Lincoln Plaza Cinema opened in 1981 and is located mostly below ground level in a building on Broadway in the West 60s. The Talbots tried to renegotiate the lease but to no avail. The owner, Milstein Properties, claim they must make structural improvements to the plaza requiring the theater below to be vacant, and intend to reopen it once the repairs are completed. However, as the news about the closure emerged, Dan Talbot passed away, casting more shadow on the uncertain future.
Meanwhile, I was struck by the loss of another great New York City business owner, Fred Bass, who passed away just four days after Dan Talbot. The Strand Bookstore shares an equally passionate constituency in another rapidly changing field of business.
Fred Bass took over the Strand from his father at a time when it was one of many bookstores in the neighborhood south of Union Square. Most of the rest have vanished, many before the mega chain stores threatened them, and long before Amazon was a twinkle in Jeff Bezos’s eye. The Strand has not merely survived, but thrived, growing by almost 7% a year. Bass bought the Strand building in 1996, which you have to believe is a major factor in its success. However, Fred and his daughter Nancy, have also done everything from early branded merchandise to small spinoff locations to a special events space.
It is hard to draw conclusions about what factors here are the most important. The closure of Lincoln Plaza Cinema is surrounded by reinforcing, and contradictory indications. The Landmark Theatres is closing Sunshine Cinema on the Lower East Side, amid similar outcry, while they are building a new eight-screen theater on West 57th Street. In Brooklyn, Alamo Draft House and the Nitehawk seem to be going strong. At the same time, many of us still mourn the loss of the Rizzoli Bookstore, while Fort Greene’s Greenlight Bookstore just opened its second location in Prospect-Lefferts Gardens.

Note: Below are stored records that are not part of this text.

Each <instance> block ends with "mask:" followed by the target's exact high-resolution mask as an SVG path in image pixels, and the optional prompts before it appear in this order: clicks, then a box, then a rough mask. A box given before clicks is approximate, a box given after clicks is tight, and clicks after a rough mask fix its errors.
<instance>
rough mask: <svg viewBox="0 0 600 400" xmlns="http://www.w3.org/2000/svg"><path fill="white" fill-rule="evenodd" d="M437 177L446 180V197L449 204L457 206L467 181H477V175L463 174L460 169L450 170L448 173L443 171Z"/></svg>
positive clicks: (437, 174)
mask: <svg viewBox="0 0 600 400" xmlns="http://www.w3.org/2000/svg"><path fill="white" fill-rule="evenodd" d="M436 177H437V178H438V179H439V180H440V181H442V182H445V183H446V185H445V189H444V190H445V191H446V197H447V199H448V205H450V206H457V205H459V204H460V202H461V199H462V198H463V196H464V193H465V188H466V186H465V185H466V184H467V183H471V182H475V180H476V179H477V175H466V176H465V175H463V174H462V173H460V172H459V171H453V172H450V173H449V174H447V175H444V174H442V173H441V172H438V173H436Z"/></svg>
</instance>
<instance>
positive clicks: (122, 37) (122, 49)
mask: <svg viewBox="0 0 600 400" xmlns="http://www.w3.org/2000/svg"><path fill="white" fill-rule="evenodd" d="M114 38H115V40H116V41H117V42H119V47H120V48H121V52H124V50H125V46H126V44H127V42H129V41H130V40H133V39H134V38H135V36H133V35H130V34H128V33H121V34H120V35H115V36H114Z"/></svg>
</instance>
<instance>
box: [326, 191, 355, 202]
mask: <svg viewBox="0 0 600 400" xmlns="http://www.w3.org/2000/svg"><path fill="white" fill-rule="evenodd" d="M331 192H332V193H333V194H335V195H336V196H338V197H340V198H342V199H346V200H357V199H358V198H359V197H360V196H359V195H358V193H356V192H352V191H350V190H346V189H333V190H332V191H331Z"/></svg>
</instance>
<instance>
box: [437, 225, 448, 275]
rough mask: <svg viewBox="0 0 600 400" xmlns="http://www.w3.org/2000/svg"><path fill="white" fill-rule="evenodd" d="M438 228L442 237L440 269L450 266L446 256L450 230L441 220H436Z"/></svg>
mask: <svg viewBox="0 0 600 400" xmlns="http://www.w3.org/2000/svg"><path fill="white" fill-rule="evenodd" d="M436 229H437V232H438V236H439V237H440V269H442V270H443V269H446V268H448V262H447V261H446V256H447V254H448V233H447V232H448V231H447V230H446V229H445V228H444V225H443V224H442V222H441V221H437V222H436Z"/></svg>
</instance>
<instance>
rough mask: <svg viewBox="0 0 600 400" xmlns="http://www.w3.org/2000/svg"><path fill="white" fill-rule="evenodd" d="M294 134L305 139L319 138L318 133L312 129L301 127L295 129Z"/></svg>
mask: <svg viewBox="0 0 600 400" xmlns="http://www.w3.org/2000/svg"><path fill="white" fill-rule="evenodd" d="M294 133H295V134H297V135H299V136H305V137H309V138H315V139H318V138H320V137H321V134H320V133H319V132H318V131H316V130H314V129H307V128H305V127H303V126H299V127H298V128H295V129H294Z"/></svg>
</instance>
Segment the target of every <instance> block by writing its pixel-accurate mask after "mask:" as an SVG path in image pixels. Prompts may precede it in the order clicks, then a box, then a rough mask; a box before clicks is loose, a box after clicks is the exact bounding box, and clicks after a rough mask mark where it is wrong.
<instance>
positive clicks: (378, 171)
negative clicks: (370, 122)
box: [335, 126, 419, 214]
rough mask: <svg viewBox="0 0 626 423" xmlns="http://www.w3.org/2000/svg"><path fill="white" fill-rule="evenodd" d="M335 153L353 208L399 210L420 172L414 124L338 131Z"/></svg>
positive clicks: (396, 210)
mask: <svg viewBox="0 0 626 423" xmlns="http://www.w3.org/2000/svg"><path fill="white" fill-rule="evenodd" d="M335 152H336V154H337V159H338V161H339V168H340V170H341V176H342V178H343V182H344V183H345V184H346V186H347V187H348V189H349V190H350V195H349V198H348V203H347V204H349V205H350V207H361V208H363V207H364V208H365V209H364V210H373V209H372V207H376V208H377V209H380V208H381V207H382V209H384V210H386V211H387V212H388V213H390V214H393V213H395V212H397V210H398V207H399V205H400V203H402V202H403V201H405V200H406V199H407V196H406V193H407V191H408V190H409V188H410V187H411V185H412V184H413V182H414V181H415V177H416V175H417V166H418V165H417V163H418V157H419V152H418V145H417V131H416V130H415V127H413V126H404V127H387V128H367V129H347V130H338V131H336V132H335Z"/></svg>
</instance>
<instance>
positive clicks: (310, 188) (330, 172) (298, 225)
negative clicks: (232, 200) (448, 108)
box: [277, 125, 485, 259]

Lincoln Plaza Cinema and the Strand Bookstore feel vital because they are personality driven. They are unique projects that have a character totally their own. The level of creativity and commitment to persevere in a market that is against them is clearly a major factor here too. A New Yorker’s ability to make it in the city has a little bit to do with grit and a lot to do with character. I think these stories about great New York businesses prove that is true for them too.